La lingua necessita di rispetto.

Scritto da The Truth. Postato in Salotto satirico

La lingua necessita di rispetto.



Le parole non sono involucri amorfi, pozze torbide e stagnanti, acque inermi da scuotere e violentare a piacimento, sicuri dell’effetto anonimo procurato dall’uso insolente e spregiudicato del linguaggio, ma sono gemme pulsanti di vita, sacche embrionali, organismi protocellulari da coltivare al fine di farli, appunto, parlare. Costruzioni semantiche, nelle quali i significati plasmano la struttura e sono a loro volta strutturati dalla stessa, modellati, cristallizzati secondo un reciproco processo di affinamento che dà origine alla creatura pensante e concatenante che è il linguaggio.

 

Pertanto non si può abusare del linguaggio come si trattasse di uno strumento anodino, poiché si ignora che la lingua pensa, ha una volontà sua propria, con una propria origine, evoluzioni e mutazioni connaturate al discorso stesso. Qualsiasi forzatura viene avvertita come qualcosa di inopportuno, di deprecabile, di sconveniente, di indelicato. È la sensazione che si coglie quando leggiamo uno scritto mal redatto, quando udiamo una persona incapace di esprimersi, quando gli acronimi e le abbreviazioni inondano le chat e gli sms. Di primo acchito siamo portati a ricondurre questo pruriginoso senso di fastidio e di insofferenza all’ignoranza del parlante, alla povertà di costrutto, all’aridità di pensiero dell’interlocutore. Ma in realtà sono altre le corde ad essere titillate. Sono gli strappi sintattici “e” semantici lungo le linee di giuntura dei vocaboli, i tagli inferti alle cuciture del linguaggio, le effrazioni alla “dimora dell’Essere”.
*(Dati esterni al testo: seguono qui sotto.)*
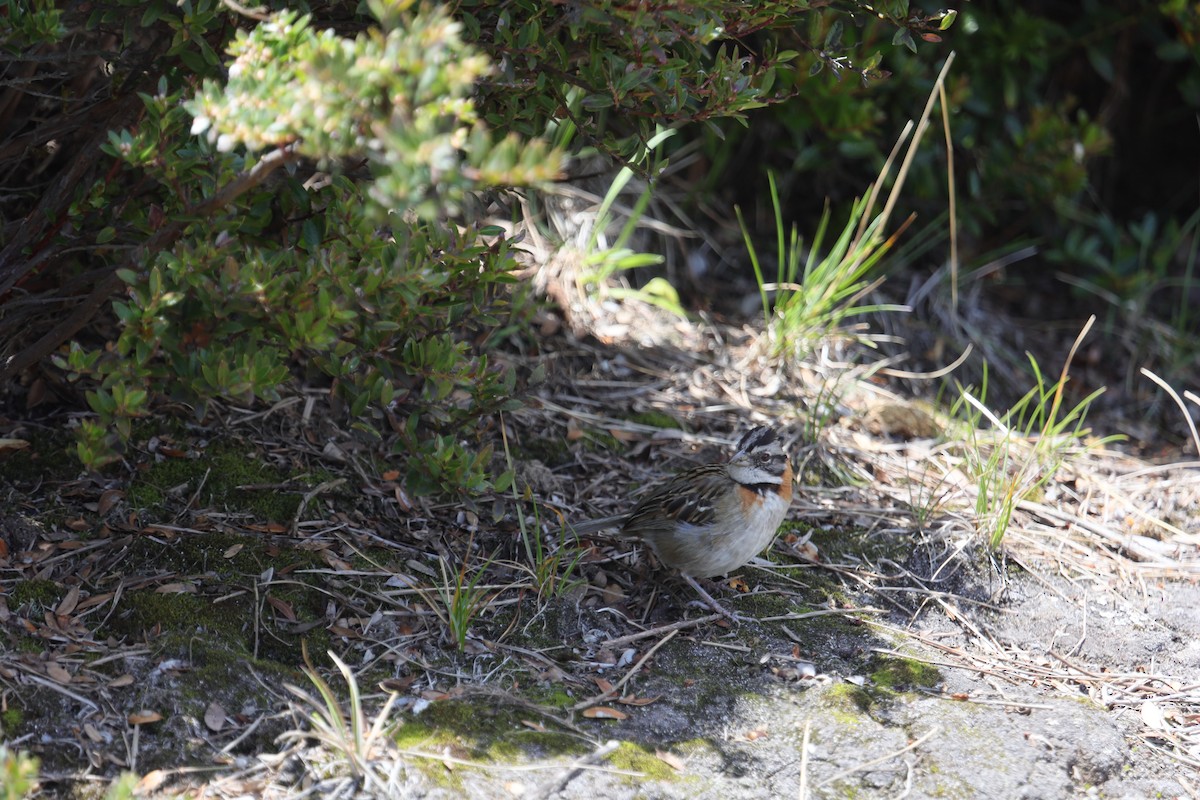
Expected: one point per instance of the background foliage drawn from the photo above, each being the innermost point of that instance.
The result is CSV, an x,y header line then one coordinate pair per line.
x,y
208,204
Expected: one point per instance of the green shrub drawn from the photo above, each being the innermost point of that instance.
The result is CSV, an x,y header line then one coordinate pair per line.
x,y
303,208
369,287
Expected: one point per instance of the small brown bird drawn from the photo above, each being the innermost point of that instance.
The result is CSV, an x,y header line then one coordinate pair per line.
x,y
711,519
La lingua pretende e necessita di rispetto. È impudenza parlare di “skills” in luogo di competenze, di “job seeker” in luogo di cercatore di lavoro (con un rovesciamento di portata colossale, visto che dal prestatore di lavoro inteso nell’accezione di offerente un’attività fisica, manuale o intellettuale si passa al cercatore d’attività, quasi l’eventuale collocamento si tramutasse in una grazia, un obolo caritatevole gettato nel cesto del supplicante) o usare l’obbrobrioso “forwadare” che starebbe per “inviare”. Senza spostarsi sul terreno di quei surrogati politicamente corretti pensati il più delle volte per calare un velo etico intriso di ipocrisia e di vischioso rispetto amorale (collaboratore scolastico al posto di bidello, diversamente abile che ha sostituito disabile che ha sostituito a sua volta handicappato, operatore ecologico per designare il comune spazzino). 
“È ovvia l’osservazione”, diceva Primo Levi, “che là dove si fa violenza all’uomo, la si fa anche al linguaggio”.